Dec. 18: Yet another letter, this time by Christopher Carp, accuses me of misusing Lenin.  “…[F]or any committed Marxist thinker, Lazare’s reliance on such isolated, decontextualized quotes reveals a deep intellectual weakness.”  He thinks the quote is irrelevant, in other words, but fails to explain why (no doubt because he can’t).

Dec. 18: Someone calling herself “River –> sea” says my letter is “personally offensive” and posts a 21-tweet response explaining why.  Among her arguments: “Hamas has successfully provoked Israel into laying bare the full ferocity of the Israeli colonial project to the whole world.”  True. But the full ferocity of Zionism has long been apparent, so we did we need tens of thousands of more deaths to establish what we already knew?  “River” concludes: “I will not condemn Hamas just as I would not have condemned the FLN during the Algerian War, despite its social conservatism.”  Theoretically speaking, is there anything that Hamas might do that would make her reconsider – like, I don’t know, exploding an H-bomb in downtown Tel Aviv perhaps?  

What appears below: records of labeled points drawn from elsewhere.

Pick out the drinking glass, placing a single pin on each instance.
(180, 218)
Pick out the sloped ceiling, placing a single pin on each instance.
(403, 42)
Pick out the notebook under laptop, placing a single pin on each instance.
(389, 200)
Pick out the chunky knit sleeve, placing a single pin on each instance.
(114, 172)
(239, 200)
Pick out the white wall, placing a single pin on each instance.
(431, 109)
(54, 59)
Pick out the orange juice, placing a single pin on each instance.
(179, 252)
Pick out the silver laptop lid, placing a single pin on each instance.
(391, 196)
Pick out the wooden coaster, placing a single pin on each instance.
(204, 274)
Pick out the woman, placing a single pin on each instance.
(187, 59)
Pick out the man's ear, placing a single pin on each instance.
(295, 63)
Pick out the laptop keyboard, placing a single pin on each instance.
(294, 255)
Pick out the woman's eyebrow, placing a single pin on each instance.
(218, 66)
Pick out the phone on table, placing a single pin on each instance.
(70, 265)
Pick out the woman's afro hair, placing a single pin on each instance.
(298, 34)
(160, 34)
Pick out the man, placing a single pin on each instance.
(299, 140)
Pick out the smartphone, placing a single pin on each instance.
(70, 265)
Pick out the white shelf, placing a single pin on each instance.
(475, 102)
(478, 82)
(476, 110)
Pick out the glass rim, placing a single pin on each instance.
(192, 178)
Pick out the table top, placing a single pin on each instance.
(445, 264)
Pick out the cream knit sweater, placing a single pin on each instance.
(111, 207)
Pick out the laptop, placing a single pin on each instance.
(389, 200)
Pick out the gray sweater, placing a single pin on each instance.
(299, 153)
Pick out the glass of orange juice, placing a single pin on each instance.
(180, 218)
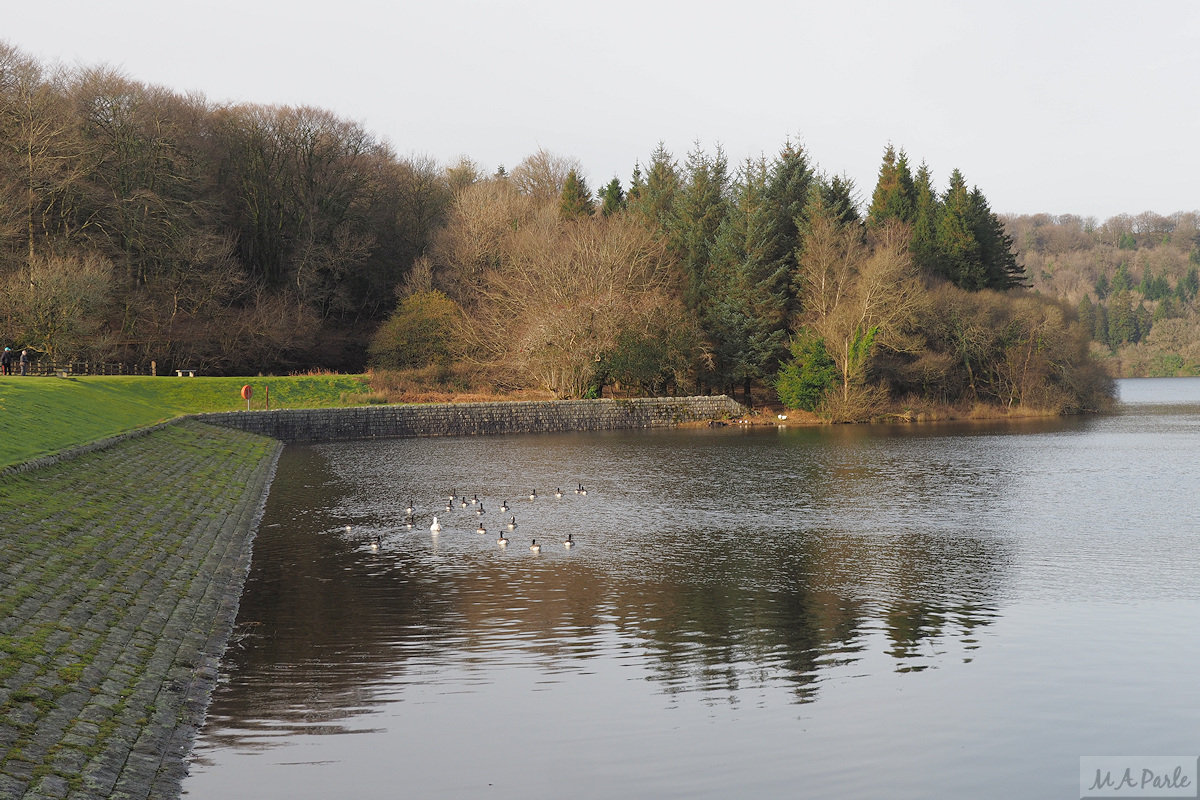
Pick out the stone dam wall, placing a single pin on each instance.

Dec. 19: Finally, Peter Ross, a writer for the World Socialist Web Site and a member of the Socialist Equality Party, pens a somewhat more thoughtful letter accusing me of “social chauvinism” and being “more interested in defending the ideal of internationalism than in defending the Palestinians in a life or death struggle.”  After being called a Nazi, racist, etc., this is definitely a relief.  But it’s still nonsense since the whole point of my letter was not to ignore the violence being rained down the Palestinian population, but to protest it.

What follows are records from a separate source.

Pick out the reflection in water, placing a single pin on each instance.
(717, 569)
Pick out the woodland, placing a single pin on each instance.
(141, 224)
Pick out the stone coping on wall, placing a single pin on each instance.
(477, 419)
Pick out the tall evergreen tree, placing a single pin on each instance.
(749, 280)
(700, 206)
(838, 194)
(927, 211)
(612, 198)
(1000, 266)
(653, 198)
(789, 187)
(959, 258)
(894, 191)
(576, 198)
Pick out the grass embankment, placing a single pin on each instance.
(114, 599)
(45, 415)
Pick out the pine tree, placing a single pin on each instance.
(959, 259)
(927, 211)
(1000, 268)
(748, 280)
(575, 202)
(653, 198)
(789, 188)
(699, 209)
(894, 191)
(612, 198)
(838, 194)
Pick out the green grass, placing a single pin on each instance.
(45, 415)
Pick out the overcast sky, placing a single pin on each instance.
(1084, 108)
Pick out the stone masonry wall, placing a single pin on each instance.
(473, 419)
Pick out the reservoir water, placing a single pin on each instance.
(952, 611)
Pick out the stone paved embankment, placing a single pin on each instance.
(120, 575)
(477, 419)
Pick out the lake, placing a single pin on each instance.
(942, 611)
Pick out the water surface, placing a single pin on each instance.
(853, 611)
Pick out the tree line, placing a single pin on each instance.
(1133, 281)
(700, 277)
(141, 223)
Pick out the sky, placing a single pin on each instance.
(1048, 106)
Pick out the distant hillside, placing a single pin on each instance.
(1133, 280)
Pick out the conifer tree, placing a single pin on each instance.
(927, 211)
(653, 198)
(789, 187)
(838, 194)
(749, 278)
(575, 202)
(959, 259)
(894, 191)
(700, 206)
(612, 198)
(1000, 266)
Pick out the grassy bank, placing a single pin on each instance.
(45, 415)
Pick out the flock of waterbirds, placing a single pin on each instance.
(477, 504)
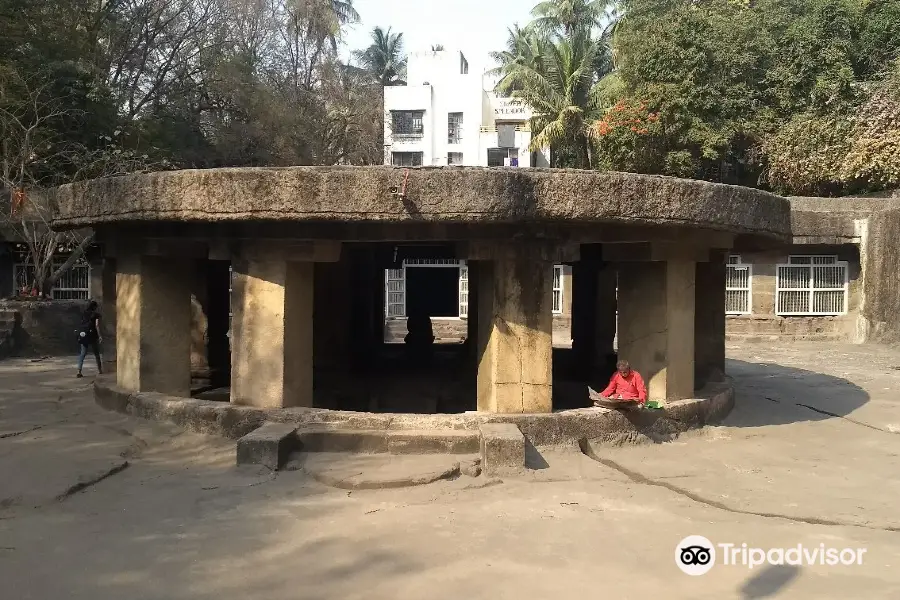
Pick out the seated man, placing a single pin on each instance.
(625, 384)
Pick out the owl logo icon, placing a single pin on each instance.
(695, 555)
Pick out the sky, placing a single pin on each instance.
(476, 27)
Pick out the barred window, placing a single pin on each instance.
(408, 123)
(557, 289)
(811, 285)
(454, 128)
(738, 294)
(73, 283)
(406, 159)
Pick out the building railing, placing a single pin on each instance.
(523, 128)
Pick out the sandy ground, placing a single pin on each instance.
(99, 506)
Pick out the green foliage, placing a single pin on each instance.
(556, 66)
(807, 154)
(874, 153)
(384, 59)
(757, 93)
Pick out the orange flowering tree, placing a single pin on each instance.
(625, 135)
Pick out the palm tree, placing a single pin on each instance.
(384, 59)
(559, 88)
(523, 49)
(566, 17)
(331, 16)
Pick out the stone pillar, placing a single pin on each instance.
(333, 297)
(515, 324)
(272, 333)
(153, 320)
(656, 324)
(584, 313)
(108, 305)
(593, 316)
(199, 324)
(709, 322)
(472, 318)
(272, 323)
(217, 308)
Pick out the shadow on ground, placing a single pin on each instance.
(773, 394)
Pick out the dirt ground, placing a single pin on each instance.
(98, 506)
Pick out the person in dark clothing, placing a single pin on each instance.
(89, 336)
(419, 339)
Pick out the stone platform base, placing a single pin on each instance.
(380, 432)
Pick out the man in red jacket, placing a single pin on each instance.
(625, 384)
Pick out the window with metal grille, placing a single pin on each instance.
(557, 289)
(454, 128)
(406, 159)
(73, 284)
(738, 288)
(407, 123)
(395, 293)
(463, 291)
(811, 286)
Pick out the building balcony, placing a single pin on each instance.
(492, 129)
(408, 136)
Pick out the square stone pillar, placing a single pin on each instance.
(333, 293)
(272, 323)
(515, 323)
(709, 324)
(594, 316)
(199, 321)
(108, 311)
(153, 324)
(656, 324)
(272, 333)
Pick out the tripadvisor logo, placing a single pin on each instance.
(696, 555)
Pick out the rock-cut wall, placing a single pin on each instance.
(881, 286)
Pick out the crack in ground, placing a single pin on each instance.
(854, 421)
(83, 485)
(4, 436)
(636, 477)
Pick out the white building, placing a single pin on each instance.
(448, 116)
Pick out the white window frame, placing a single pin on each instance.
(80, 292)
(399, 275)
(811, 262)
(454, 129)
(396, 155)
(558, 299)
(735, 262)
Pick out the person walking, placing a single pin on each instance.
(89, 336)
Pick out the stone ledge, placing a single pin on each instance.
(433, 194)
(502, 449)
(269, 446)
(563, 427)
(390, 441)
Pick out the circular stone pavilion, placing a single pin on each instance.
(308, 247)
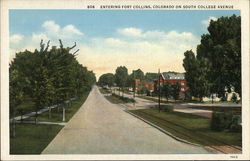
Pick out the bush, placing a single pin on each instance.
(234, 98)
(125, 99)
(235, 126)
(221, 121)
(165, 108)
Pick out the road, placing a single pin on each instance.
(100, 127)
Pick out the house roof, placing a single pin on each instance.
(173, 75)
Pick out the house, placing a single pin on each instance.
(148, 85)
(172, 78)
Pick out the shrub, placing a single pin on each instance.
(235, 126)
(165, 108)
(221, 121)
(234, 98)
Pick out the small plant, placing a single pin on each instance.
(235, 126)
(165, 108)
(221, 121)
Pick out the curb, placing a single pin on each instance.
(162, 130)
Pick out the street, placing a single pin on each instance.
(100, 127)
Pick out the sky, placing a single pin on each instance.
(138, 39)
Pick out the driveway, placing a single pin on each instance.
(100, 127)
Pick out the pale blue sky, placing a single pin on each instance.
(146, 39)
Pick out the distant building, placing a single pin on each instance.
(148, 85)
(171, 78)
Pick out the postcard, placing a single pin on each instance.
(124, 80)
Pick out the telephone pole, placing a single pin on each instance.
(159, 90)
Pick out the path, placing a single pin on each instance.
(100, 127)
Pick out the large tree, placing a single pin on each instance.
(222, 47)
(167, 90)
(197, 74)
(217, 65)
(106, 80)
(121, 75)
(45, 77)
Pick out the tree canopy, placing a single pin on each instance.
(217, 65)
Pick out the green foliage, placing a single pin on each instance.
(46, 78)
(165, 108)
(107, 79)
(218, 61)
(167, 90)
(121, 75)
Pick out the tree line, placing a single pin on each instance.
(216, 66)
(122, 79)
(46, 77)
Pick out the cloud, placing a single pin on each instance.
(131, 31)
(148, 51)
(207, 21)
(71, 29)
(14, 39)
(50, 30)
(132, 47)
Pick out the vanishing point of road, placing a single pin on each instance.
(100, 127)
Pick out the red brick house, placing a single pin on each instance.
(171, 78)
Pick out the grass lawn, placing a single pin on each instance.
(32, 139)
(190, 127)
(56, 113)
(104, 90)
(119, 99)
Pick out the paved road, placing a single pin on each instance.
(100, 127)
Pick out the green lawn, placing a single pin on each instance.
(119, 99)
(32, 139)
(190, 127)
(56, 113)
(104, 90)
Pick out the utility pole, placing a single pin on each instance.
(159, 90)
(134, 86)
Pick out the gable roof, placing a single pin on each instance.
(173, 75)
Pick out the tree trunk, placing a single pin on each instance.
(14, 128)
(36, 117)
(63, 114)
(49, 112)
(21, 116)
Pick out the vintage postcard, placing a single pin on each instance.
(133, 80)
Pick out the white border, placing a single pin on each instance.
(242, 5)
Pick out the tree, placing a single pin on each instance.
(166, 90)
(222, 47)
(46, 77)
(150, 77)
(176, 90)
(121, 75)
(106, 80)
(197, 73)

With Ross as a partial exception, it all adds up to an amazing flood of stupidity since … since … Antony Blinken’s last press conference.  The logic is infantile: Israel bad, Hamas therefore good, so don’t talk to us about massacres, atrocities, and the like because we don’t want to hear it.  The only disagreement is between those who are determined to ignore what happened on Oct. 7 (“River”) and those who celebrate it (Ashlar).  Otherwise, they side with Hamas to the degree that there’s no sunlight between them at all.

However you want to describe such arguments, by any stretch of the imagination are they Marxist.  To be sure, Marx pointed out the hypocrisy of the British press in complaining by atrocities by Sepoy mutineers in India in 1857, as Ross points out.  But Marx didn’t hesitate to condemn the atrocities themselves (“appalling, hideous, ineffable”). And he certainly didn’t hesitate to criticize the Sepoys as well, British colonial troops who were mainly upper-caste Hindus.  “Clad, fed, petted, fatted, and pampered” are some of the adjectives he tossed their way.

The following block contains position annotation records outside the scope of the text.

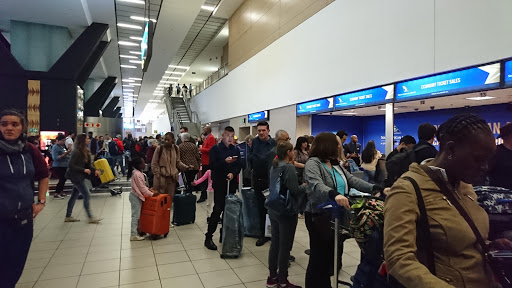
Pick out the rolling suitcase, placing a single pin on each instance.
(155, 215)
(106, 174)
(232, 227)
(251, 213)
(184, 209)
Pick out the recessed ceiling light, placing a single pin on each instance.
(125, 25)
(141, 18)
(134, 1)
(180, 67)
(480, 98)
(208, 8)
(126, 43)
(174, 72)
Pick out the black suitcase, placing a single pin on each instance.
(184, 209)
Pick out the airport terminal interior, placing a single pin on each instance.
(105, 88)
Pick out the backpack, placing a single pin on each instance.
(399, 164)
(113, 149)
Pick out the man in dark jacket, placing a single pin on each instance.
(353, 150)
(261, 155)
(225, 166)
(426, 134)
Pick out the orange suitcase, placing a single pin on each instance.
(155, 215)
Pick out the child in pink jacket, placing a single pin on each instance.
(207, 175)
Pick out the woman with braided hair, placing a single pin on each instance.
(448, 253)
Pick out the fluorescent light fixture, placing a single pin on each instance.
(141, 18)
(208, 8)
(134, 1)
(179, 67)
(174, 72)
(127, 43)
(480, 98)
(125, 25)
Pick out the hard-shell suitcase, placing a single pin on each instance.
(184, 209)
(232, 227)
(106, 174)
(155, 215)
(251, 213)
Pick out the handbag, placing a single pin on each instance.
(498, 269)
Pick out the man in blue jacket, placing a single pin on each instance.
(261, 155)
(225, 165)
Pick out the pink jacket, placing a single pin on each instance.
(139, 187)
(207, 174)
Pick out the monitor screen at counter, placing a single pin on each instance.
(258, 116)
(367, 97)
(317, 106)
(472, 79)
(508, 73)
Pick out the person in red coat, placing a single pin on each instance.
(209, 142)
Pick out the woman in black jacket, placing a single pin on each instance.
(80, 168)
(283, 223)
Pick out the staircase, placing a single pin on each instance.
(180, 114)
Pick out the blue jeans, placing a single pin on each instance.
(136, 206)
(79, 187)
(369, 176)
(119, 159)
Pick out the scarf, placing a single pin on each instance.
(11, 148)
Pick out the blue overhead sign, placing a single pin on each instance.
(367, 97)
(484, 77)
(258, 116)
(317, 106)
(508, 73)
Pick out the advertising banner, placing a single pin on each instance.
(315, 107)
(367, 97)
(463, 81)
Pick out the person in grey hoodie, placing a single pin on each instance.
(326, 181)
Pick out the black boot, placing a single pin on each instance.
(208, 243)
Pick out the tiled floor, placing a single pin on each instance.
(92, 256)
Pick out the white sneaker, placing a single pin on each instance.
(137, 238)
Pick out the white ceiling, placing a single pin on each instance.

Marx was not one to be reined in.  Nonetheless, there is a key difference between the Sepoys and Hamas.  The former were soldiers while the latter is a political party, with a charter written in 1988 and then amended – but not repealed – in 2017.  So there is a program for us to analyze, plus positions, ideologies, and, in this case, a long record of anti-Semitism as well.

There’s no reason for us not to do so.  In fact, there’s every reason we should scrutinize such material if only to shed light on Oct. 7 and all that has occurred since.  But hysterics like Ashlar and “River” don’t want us to think or analyze.  They merely want us to spew out pro-Hamas propaganda. 

In any event, I’m going to write another letter to Cosmonaut and post it in the next day or two.  Poisonous rhetoric like this should not go unchallenged.